# IH oil filter



## Wethay (Jul 17, 2015)

I have a IH 384 tractor and a quick internet search says that it has a BD154 IH engine in it. I know it is 30 plus years past it's prime for finding parts etc but thought I would ask. Does anyone know where one would find parts to convert the engine oil filter to a spin on type? Always talked about doing it but it never happened and now that the tractor isn't used as much and the oil changes are less frequent it's not something I'm going to pay high dollar for, but it would be nice to have.

International Harvester BD154


----------



## IHCman (Aug 27, 2011)

quick search found this

http://www.ebay.com.au/itm/FHK4401-Spin-On-Oil-Filter-Conversion-Kit-International-IH-B275-B414-434-Tractor-/382012803583

Says its in Australia, shipping might be steep.


----------



## Grateful11 (Apr 5, 2009)

BTW: The seller listed above says they don't ship to the US.

Not sure if some of these are for your particular engine.

Parts for International Harvester 384 Tractor

https://www.tractorjoe.com/parts/mt/tractor/b/international-harvester/m/384/

I crossed over some numbers and supposedly this is it, again not sure it's for your engine.
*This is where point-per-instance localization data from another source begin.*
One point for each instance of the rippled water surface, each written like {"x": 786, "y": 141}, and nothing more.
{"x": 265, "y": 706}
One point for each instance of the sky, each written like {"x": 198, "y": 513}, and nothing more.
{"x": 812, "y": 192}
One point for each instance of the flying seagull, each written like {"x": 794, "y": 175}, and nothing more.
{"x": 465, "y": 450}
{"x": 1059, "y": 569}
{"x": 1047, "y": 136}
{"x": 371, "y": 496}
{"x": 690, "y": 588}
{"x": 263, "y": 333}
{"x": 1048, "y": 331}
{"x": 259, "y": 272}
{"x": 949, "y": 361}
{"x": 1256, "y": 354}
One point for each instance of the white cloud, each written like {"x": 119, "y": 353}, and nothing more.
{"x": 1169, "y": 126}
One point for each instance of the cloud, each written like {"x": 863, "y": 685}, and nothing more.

https://www.napaonline.com/en/p/FIL1302?interchange=1

384 Parts

http://www.yesterdaystractors.com/cgi-bin/store/model_parts.cgi?SearchArea=Farmall&&md=384&cat=Oil%20System&r=mcats

Conversion to spin on.

http://www.batescorp.com/cart/index.php?dispatch=products.view&product_id=44323

http://www.tractorbynet.com/forums/case-ih/310856-ih-384-spin-filter-adapter.html


----------



## Vol (Jul 5, 2009)

Looks like Bates Corp. has a toll free number in the link Grateful listed.

Regards, Mike


----------



## Wethay (Jul 17, 2015)

Thanks guys, looks like I have a phone call or two to make.


----------